These two major transfer learning scenarios look as follows:

- Finetuning the convnet: Instead of random initializaion, we initialize the network with a pretrained network, like the one that is trained on imagenet 1000 dataset. Rest of the training looks as usual.


- ConvNet as fixed feature extractor: Here, we will freeze the weights for all of the network except that of the final fully connected layer. This last fully connected layer is replaced with a new one with random weights and only this layer is trained

https://pytorch.org/tutorials/beginner/transfer_learning_tutorial.html

In [1]:
import torch
import time
import numpy as np
import torch
import torch.nn as nn
import torch.nn.functional as F
from torchvision import datasets
from torchvision import transforms
from torch.utils.data import DataLoader

# PRE-TRAINED MODELS AVAILABLE HERE
from torchvision import models


if torch.cuda.is_available():
    torch.backends.cudnn.deterministic = True

## Settings

In [2]:
# Device
DEVICE = torch.device("cuda:0" if torch.cuda.is_available() else "cpu")
print('Device:', DEVICE)

NUM_CLASSES = 10

# Hyperparameters
random_seed = 1
learning_rate = 0.0001
num_epochs = 10
batch_size = 128


#MNIST DATASET
custom_transform = transforms.Compose([
    transforms.Resize((224, 224)),
    transforms.ToTensor(),
    transforms.Normalize(mean=[0.485, 0.456, 0.406],
                          std=[0.229, 0.224, 0.225])
])
# Note that this particular normalization scheme is
# necessary since it was used for pre-training
# the network on ImageNet.
# These are the channel-means and standard deviations
# for z-score normalization.

train_dataset = datasets.CIFAR10(root='data', 
                                 train=True, 
                                 transform=custom_transform,
                                 download=True)
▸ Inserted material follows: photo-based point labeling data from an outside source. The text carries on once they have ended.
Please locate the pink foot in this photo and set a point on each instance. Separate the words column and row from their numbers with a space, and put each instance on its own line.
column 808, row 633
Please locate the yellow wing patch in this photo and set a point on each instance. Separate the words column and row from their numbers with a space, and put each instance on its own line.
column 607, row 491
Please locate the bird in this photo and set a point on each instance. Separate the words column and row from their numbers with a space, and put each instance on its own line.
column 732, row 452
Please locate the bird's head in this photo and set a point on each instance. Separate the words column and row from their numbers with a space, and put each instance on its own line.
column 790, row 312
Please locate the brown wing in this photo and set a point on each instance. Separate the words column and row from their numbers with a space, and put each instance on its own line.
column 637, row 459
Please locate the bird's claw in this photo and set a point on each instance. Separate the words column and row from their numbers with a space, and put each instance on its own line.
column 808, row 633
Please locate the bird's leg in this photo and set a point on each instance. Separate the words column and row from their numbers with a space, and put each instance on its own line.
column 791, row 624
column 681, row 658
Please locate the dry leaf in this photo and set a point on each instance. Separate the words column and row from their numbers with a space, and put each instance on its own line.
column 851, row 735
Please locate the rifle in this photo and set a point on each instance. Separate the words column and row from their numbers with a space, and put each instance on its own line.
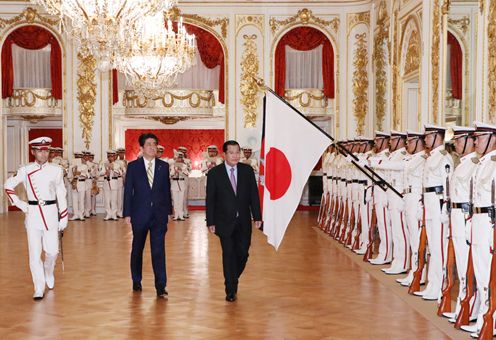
column 463, row 317
column 449, row 270
column 372, row 232
column 487, row 330
column 417, row 275
column 356, row 241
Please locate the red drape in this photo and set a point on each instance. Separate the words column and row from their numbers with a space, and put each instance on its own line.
column 195, row 140
column 33, row 38
column 115, row 87
column 305, row 39
column 211, row 53
column 456, row 66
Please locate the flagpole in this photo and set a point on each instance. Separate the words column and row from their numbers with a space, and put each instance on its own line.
column 380, row 180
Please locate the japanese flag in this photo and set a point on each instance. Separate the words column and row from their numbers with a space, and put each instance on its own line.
column 292, row 146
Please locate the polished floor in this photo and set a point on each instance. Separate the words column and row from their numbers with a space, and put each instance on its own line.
column 310, row 289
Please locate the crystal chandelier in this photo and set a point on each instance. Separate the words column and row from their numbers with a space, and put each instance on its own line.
column 155, row 57
column 101, row 27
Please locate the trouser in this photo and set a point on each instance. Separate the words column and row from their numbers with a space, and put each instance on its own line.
column 157, row 248
column 458, row 227
column 110, row 202
column 48, row 241
column 235, row 255
column 384, row 227
column 185, row 197
column 401, row 244
column 482, row 244
column 437, row 238
column 178, row 201
column 78, row 199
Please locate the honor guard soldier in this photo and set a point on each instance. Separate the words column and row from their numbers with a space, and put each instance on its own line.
column 121, row 160
column 46, row 212
column 381, row 144
column 178, row 174
column 77, row 175
column 481, row 229
column 412, row 197
column 110, row 177
column 463, row 138
column 187, row 161
column 434, row 181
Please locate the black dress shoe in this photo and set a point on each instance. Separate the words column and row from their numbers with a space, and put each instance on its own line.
column 137, row 287
column 231, row 297
column 162, row 293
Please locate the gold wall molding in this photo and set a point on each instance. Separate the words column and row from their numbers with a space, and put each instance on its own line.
column 86, row 95
column 461, row 24
column 436, row 45
column 360, row 82
column 358, row 18
column 246, row 20
column 412, row 60
column 304, row 17
column 175, row 13
column 491, row 33
column 29, row 15
column 381, row 43
column 249, row 74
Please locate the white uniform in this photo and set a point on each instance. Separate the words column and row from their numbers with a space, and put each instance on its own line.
column 78, row 172
column 178, row 173
column 480, row 231
column 435, row 219
column 460, row 197
column 44, row 185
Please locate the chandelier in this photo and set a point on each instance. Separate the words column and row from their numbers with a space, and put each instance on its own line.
column 155, row 57
column 101, row 27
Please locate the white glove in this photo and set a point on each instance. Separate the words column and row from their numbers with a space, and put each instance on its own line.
column 63, row 224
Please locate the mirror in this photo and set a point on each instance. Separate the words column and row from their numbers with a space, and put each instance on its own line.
column 459, row 62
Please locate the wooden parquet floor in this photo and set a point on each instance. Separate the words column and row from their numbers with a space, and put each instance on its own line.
column 309, row 289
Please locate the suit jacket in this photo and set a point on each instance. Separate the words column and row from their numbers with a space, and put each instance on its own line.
column 143, row 203
column 223, row 204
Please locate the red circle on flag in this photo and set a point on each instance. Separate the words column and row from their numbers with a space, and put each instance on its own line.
column 277, row 173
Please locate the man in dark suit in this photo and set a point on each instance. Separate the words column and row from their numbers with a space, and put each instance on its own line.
column 147, row 206
column 232, row 200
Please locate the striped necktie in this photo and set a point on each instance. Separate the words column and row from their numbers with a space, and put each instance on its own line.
column 149, row 173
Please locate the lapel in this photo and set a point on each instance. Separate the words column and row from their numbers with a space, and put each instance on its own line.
column 227, row 180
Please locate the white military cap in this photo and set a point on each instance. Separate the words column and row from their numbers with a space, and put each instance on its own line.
column 41, row 143
column 382, row 134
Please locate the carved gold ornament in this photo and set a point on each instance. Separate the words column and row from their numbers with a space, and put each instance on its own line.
column 86, row 95
column 249, row 87
column 175, row 13
column 360, row 81
column 412, row 61
column 491, row 31
column 462, row 24
column 29, row 15
column 436, row 45
column 379, row 57
column 304, row 17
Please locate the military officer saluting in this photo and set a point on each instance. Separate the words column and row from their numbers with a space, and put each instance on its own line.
column 46, row 212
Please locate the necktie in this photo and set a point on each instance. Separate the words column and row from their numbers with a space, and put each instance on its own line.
column 149, row 173
column 233, row 180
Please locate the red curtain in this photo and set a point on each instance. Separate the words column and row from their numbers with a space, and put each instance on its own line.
column 211, row 53
column 54, row 134
column 456, row 66
column 305, row 39
column 195, row 140
column 115, row 87
column 33, row 38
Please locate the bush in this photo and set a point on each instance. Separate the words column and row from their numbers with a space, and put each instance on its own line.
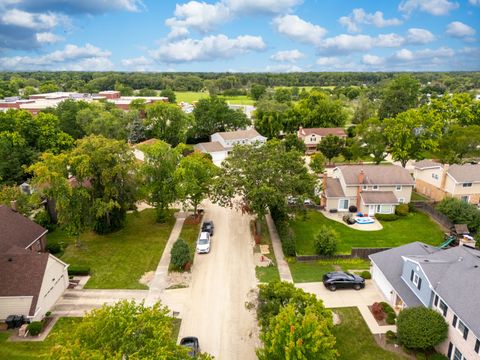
column 78, row 270
column 386, row 217
column 402, row 210
column 326, row 241
column 180, row 254
column 421, row 328
column 35, row 328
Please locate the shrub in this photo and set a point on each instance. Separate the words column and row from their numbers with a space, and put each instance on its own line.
column 402, row 210
column 180, row 254
column 326, row 241
column 366, row 275
column 35, row 327
column 421, row 328
column 79, row 270
column 386, row 217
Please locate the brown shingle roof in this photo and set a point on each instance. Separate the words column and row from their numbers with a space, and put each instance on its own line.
column 376, row 175
column 379, row 198
column 334, row 188
column 21, row 274
column 17, row 230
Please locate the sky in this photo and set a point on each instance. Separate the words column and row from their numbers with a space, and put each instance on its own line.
column 240, row 35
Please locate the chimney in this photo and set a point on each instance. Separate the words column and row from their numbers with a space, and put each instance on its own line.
column 444, row 176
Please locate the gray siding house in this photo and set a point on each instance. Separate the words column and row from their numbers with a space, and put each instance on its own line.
column 447, row 281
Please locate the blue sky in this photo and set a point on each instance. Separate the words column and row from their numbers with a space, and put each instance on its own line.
column 240, row 35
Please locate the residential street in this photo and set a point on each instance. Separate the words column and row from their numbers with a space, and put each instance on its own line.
column 215, row 311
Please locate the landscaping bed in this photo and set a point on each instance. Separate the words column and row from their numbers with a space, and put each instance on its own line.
column 415, row 226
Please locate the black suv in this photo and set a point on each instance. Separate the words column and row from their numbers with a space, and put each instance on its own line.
column 207, row 226
column 340, row 280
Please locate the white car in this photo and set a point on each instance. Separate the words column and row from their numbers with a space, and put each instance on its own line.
column 203, row 243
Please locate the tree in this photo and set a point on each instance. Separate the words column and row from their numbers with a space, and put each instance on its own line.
column 263, row 177
column 326, row 241
column 124, row 330
column 421, row 328
column 166, row 122
column 331, row 146
column 158, row 171
column 193, row 179
column 400, row 94
column 213, row 115
column 410, row 134
column 170, row 94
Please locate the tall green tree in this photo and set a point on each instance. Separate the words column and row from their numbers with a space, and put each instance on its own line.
column 401, row 93
column 158, row 171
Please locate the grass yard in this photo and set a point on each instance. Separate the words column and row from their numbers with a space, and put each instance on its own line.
column 269, row 273
column 313, row 271
column 414, row 227
column 118, row 260
column 355, row 341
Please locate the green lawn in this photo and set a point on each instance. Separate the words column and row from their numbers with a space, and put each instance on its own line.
column 313, row 271
column 270, row 273
column 354, row 340
column 118, row 260
column 414, row 227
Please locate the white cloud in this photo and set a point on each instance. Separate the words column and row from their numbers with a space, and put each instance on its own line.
column 433, row 7
column 287, row 56
column 359, row 16
column 71, row 57
column 460, row 30
column 298, row 29
column 419, row 36
column 48, row 37
column 207, row 48
column 372, row 60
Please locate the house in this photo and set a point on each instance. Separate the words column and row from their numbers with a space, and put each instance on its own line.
column 31, row 280
column 371, row 188
column 438, row 181
column 221, row 143
column 312, row 136
column 444, row 280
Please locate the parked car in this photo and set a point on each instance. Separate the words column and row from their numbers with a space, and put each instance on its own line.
column 191, row 342
column 341, row 280
column 203, row 243
column 207, row 226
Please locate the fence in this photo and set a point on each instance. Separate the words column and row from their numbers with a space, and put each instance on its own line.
column 430, row 210
column 361, row 253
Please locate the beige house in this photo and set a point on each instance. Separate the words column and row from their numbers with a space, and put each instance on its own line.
column 31, row 280
column 312, row 136
column 438, row 181
column 373, row 189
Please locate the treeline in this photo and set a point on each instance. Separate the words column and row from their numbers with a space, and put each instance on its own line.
column 15, row 83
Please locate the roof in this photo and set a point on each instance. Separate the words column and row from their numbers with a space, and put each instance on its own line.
column 212, row 146
column 334, row 188
column 390, row 263
column 21, row 274
column 16, row 230
column 426, row 164
column 454, row 275
column 379, row 198
column 376, row 175
column 465, row 173
column 240, row 134
column 321, row 131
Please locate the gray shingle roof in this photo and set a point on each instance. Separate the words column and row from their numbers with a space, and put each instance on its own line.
column 376, row 175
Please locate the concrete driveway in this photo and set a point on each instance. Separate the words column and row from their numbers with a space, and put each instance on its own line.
column 215, row 309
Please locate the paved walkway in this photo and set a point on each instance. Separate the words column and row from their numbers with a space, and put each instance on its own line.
column 283, row 269
column 159, row 281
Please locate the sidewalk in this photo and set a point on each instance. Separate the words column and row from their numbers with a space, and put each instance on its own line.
column 159, row 282
column 283, row 269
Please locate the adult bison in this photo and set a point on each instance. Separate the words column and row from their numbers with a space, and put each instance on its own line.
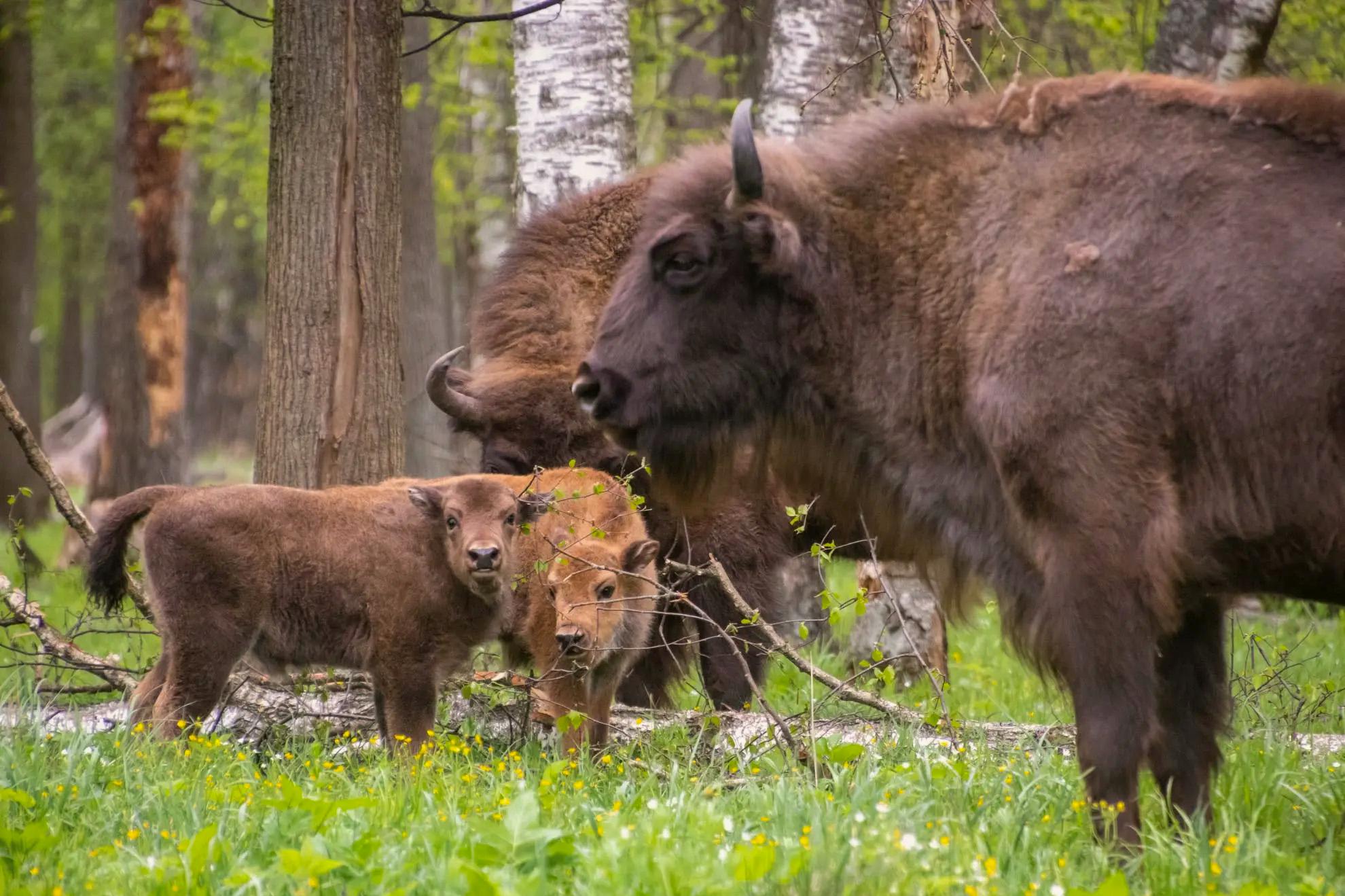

test_dataset = datasets.CIFAR10(root='data', 
                                train=False, 
                                transform=custom_transform)


train_loader = DataLoader(dataset=train_dataset, 
                          batch_size=batch_size, 
                          num_workers=8,
                          shuffle=True)

test_loader = DataLoader(dataset=test_dataset, 
                         batch_size=batch_size, 
                         num_workers=8,
                         shuffle=False)

Device: cpu
Files already downloaded and verified


In [3]:
# check dimension
images, labels = next(iter(train_loader))
print('Image batch dimensions:',images.shape)
print('Image label dimensions:' , labels.shape)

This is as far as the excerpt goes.